To ask the Secretary of State for Employment what was the total work force in employment in (a) the second quarter of 1979 and (b) the second quarter of 1989.

The work force in employment in the United Kingdom stood at 25.4 million in June 1979 and 26.8 million in June 1989, an increase of 1.4 million over the period.

Is my right hon. and learned Friend aware that, during a similar period, the number of people employed in the Norwich area, in particular in the city of Norwich, increased by 5,000, coupled with a downward trend in unemployment in Norwich, particularly among women? Does he agree that all of that would be put at risk if the Opposition's policies were put into effect, and that they would have a particularly disastrous effect on East Anglia?

I agree entirely with my hon. Friend. There can be no doubt whatever that the policies that would be pursued by the Labour party would work not only to the detriment of my hon. Friend's constituents—very serious though that would be—but to the detriment of the country as a whole.

Before the Minister becomes too complacent about the statistics, may I ask him to bear it in mind that within the figures are concealed sectors such as textiles and clothing, which have been faced with massive reductions in the number of employees? For example, Courtaulds has recently been closing mills in the north-west of England. Will the right hon. and learned Gentleman see that those who are negotiating on behalf of the Government, including through the EC, ensure that the multi-fibre arrangement is retained for at least another 10 years, bearing in mind how important that arrangement is if the textile industry is to remain on its feet?

Those matters are taken into account by the Secretary of State for Trade and Industry in the negotiations to which the hon. Gentleman refers. But the country has learnt increasingly in the past 11 years that the key to success is to adapt to change and not simply to preserve existing patterns of employment wherever they may be. That is the basis for the extra 1.5 million jobs that have been created since 1979, bringing the total to 27 million.

Will my right hon. and learned Friend confirm that a higher proportion of the adult population of this country is in work than in any other European country? Does he agree that the greatest threat to the excellent figures that he announced this afternoon comes from some of the madcap socialist policies put forward by the European Commission and Mrs. Papandreou, which would simply make it more expensive and bureaucratic for employers to take on more employees?

My hon. Friend's analysis of the social action programme is entirely accurate. There is no doubt that those proposals would destroy jobs and make it infinitely more difficult for us to maintain the record of success that we have had for several years.

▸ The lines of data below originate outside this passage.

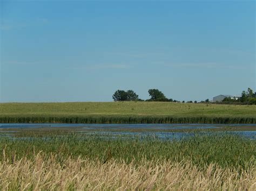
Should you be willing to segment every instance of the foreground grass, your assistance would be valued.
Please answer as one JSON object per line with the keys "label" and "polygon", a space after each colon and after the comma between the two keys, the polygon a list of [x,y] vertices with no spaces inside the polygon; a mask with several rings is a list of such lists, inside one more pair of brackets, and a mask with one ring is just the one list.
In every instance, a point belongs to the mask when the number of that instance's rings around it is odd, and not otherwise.
{"label": "foreground grass", "polygon": [[0,189],[255,190],[256,143],[109,136],[2,138]]}
{"label": "foreground grass", "polygon": [[199,169],[189,161],[139,164],[69,157],[60,164],[44,153],[33,159],[0,163],[1,190],[247,190],[256,189],[255,167],[240,173],[211,164]]}
{"label": "foreground grass", "polygon": [[0,103],[0,123],[256,123],[256,105],[168,102]]}
{"label": "foreground grass", "polygon": [[[35,136],[36,137],[36,136]],[[47,137],[2,138],[0,147],[4,150],[0,159],[12,160],[24,157],[34,157],[43,152],[49,156],[57,154],[58,160],[72,155],[73,158],[110,159],[126,163],[139,163],[142,158],[149,161],[171,160],[181,162],[189,160],[198,167],[216,163],[221,167],[248,169],[248,164],[255,162],[256,143],[238,136],[212,133],[194,136],[181,140],[163,140],[152,137],[144,138],[116,137],[111,136],[77,135]]]}

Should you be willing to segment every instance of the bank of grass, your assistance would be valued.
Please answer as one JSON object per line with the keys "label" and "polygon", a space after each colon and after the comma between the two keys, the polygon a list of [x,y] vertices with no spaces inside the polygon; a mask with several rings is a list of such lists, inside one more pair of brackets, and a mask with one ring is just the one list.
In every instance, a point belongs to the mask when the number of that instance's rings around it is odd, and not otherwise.
{"label": "bank of grass", "polygon": [[168,102],[0,103],[0,123],[256,123],[256,105]]}
{"label": "bank of grass", "polygon": [[2,138],[1,190],[255,190],[256,143],[68,134]]}
{"label": "bank of grass", "polygon": [[[35,153],[43,152],[45,157],[57,154],[57,159],[72,155],[82,159],[109,160],[139,162],[142,158],[149,161],[171,160],[181,162],[189,160],[198,167],[218,164],[220,167],[235,168],[237,171],[248,169],[248,164],[255,162],[256,143],[236,135],[224,133],[208,134],[195,133],[181,140],[161,139],[148,137],[115,137],[112,136],[68,134],[46,137],[39,135],[31,138],[2,137],[0,146],[4,150],[0,158],[12,160],[32,158]],[[15,152],[15,153],[14,153]]]}
{"label": "bank of grass", "polygon": [[24,158],[0,163],[0,189],[38,190],[255,190],[255,169],[240,173],[215,164],[198,169],[190,161],[165,160],[140,164],[112,160]]}

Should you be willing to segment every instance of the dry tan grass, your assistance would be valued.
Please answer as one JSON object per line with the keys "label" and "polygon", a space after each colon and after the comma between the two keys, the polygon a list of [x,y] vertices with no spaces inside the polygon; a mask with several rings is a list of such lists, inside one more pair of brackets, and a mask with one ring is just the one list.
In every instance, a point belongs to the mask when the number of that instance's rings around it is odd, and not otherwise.
{"label": "dry tan grass", "polygon": [[189,161],[126,164],[70,158],[58,162],[39,153],[0,163],[1,190],[256,190],[254,167],[242,173],[212,164],[199,170]]}

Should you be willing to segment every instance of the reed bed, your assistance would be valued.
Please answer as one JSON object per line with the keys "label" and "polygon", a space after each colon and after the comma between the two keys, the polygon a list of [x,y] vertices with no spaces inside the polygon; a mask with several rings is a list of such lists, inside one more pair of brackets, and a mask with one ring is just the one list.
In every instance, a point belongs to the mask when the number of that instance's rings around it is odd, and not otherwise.
{"label": "reed bed", "polygon": [[240,173],[211,164],[199,169],[189,161],[139,164],[113,160],[73,159],[60,163],[44,153],[33,159],[4,160],[0,163],[0,189],[7,190],[246,190],[256,189],[254,166]]}
{"label": "reed bed", "polygon": [[168,102],[0,103],[0,123],[256,123],[256,105]]}
{"label": "reed bed", "polygon": [[91,124],[255,124],[256,117],[83,116],[66,117],[0,117],[0,123],[60,123]]}
{"label": "reed bed", "polygon": [[[255,140],[225,133],[195,133],[181,140],[153,136],[113,137],[100,134],[25,136],[0,139],[5,158],[11,160],[15,154],[17,159],[24,157],[32,159],[35,153],[43,151],[46,155],[57,154],[60,162],[70,156],[102,162],[113,159],[127,164],[139,164],[142,158],[152,162],[186,160],[198,167],[214,163],[223,168],[235,168],[238,172],[248,170],[247,165],[255,162],[256,158]],[[0,152],[0,160],[3,158],[3,153]]]}
{"label": "reed bed", "polygon": [[235,135],[26,133],[2,137],[0,147],[3,190],[256,189],[256,142]]}

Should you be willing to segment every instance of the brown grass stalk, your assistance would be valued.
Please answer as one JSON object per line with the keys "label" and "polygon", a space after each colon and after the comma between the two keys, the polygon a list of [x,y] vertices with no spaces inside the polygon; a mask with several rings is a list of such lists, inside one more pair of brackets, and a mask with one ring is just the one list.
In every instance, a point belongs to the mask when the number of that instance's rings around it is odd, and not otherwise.
{"label": "brown grass stalk", "polygon": [[3,160],[0,189],[256,190],[253,166],[239,174],[213,164],[199,169],[188,161],[103,164],[70,157],[60,164],[56,159],[40,153],[33,160]]}

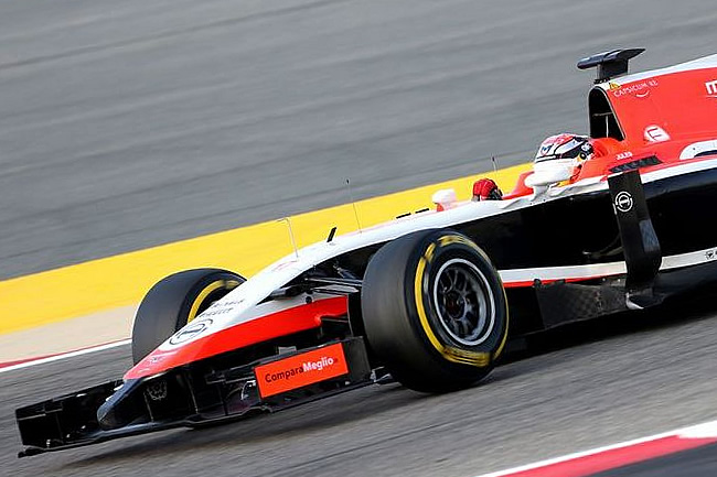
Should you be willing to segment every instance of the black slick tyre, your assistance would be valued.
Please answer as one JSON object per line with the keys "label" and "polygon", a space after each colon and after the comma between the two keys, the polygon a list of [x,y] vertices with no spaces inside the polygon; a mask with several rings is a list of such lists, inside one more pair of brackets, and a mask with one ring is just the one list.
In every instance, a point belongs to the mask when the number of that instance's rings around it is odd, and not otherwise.
{"label": "black slick tyre", "polygon": [[488,376],[507,337],[497,271],[451,230],[399,237],[368,262],[362,315],[371,349],[407,388],[446,392]]}
{"label": "black slick tyre", "polygon": [[145,295],[135,316],[135,364],[244,281],[243,277],[227,270],[195,269],[157,282]]}

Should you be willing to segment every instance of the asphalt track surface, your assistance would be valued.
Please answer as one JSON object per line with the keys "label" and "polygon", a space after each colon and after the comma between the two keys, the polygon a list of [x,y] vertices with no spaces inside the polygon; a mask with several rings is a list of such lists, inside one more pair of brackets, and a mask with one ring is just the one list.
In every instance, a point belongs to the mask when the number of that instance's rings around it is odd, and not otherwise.
{"label": "asphalt track surface", "polygon": [[[713,1],[0,2],[0,279],[526,162]],[[531,151],[523,155],[513,154]]]}
{"label": "asphalt track surface", "polygon": [[3,373],[0,462],[9,476],[474,476],[717,418],[715,308],[707,299],[550,333],[532,343],[535,356],[451,394],[375,386],[208,430],[14,459],[12,410],[120,376],[122,347]]}
{"label": "asphalt track surface", "polygon": [[[585,130],[592,73],[577,58],[692,59],[715,53],[716,21],[708,1],[2,1],[0,277],[343,203],[346,176],[365,197],[491,154],[523,162],[543,137]],[[22,460],[12,410],[115,378],[129,354],[18,370],[0,377],[0,465],[471,476],[714,420],[715,311],[667,314],[569,328],[568,346],[459,393],[367,388]]]}

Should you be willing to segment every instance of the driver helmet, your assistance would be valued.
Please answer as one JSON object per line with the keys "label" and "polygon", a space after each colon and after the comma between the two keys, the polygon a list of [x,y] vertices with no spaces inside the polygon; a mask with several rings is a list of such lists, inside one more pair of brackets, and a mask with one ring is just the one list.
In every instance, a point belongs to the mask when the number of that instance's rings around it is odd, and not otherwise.
{"label": "driver helmet", "polygon": [[592,144],[587,135],[561,134],[550,135],[547,138],[535,154],[535,163],[542,163],[552,160],[575,160],[576,165],[592,156]]}
{"label": "driver helmet", "polygon": [[565,184],[580,172],[582,162],[592,158],[592,144],[587,135],[563,133],[550,135],[537,150],[533,163],[534,183]]}

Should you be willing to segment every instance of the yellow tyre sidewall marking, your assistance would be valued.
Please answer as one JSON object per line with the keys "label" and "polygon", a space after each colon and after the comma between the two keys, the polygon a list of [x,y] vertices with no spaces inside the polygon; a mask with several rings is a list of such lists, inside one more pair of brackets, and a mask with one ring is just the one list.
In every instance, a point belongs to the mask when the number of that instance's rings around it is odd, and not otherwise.
{"label": "yellow tyre sidewall marking", "polygon": [[[477,250],[480,249],[472,243],[471,241],[465,240],[461,236],[447,235],[438,239],[438,247],[446,247],[450,243],[463,243],[468,245]],[[426,314],[426,307],[424,306],[424,279],[426,279],[426,288],[428,289],[428,277],[426,277],[426,265],[430,263],[434,259],[437,243],[430,243],[421,258],[418,260],[418,265],[416,268],[416,275],[414,281],[414,300],[416,302],[416,312],[418,313],[418,319],[420,322],[421,328],[426,334],[426,337],[430,344],[436,348],[440,355],[446,358],[448,361],[457,362],[460,365],[470,365],[477,368],[485,368],[491,364],[491,354],[490,353],[475,353],[467,349],[456,348],[453,346],[445,346],[434,333],[434,329],[428,323],[428,315]],[[427,290],[428,291],[428,290]],[[506,328],[507,329],[507,328]],[[503,338],[505,339],[505,337]],[[502,345],[501,345],[502,347]]]}
{"label": "yellow tyre sidewall marking", "polygon": [[186,317],[186,323],[191,323],[194,318],[196,318],[197,312],[200,311],[200,306],[202,306],[204,300],[206,300],[206,297],[212,292],[220,289],[234,290],[238,285],[239,282],[236,280],[217,280],[206,285],[204,289],[202,289],[200,294],[196,295],[196,299],[194,299],[194,301],[192,302],[192,306],[190,307],[190,313]]}

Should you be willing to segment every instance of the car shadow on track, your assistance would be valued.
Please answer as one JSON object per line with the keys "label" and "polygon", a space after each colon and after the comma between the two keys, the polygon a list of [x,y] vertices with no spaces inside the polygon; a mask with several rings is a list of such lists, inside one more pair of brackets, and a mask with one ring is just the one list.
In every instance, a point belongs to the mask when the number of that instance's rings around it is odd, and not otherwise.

Does the Secretary of State understand—if I can help to persuade him, perhaps he will explain to his Back Benchers—that having a high proportion of one's work force in employment is not a sign of a developed, healthy economy? Britain is backward in that it has high numbers of young people who do not receive education and low levels of people in training. Labour's programme, which places great emphasis on those issues, will help Britain to catch up with the rest of Europe, rather than fall steadily behind, as it has done under this Government's policies.

I fancy that if there were fewer people in work in this country, the Labour party would not entirely welcome that. We can justly be proud of the fact that we have a record number of jobs here. It gives people the opportunities for employment and earnings that they want. It is shameful that the Labour party's policies would act to the detriment of those opportunities.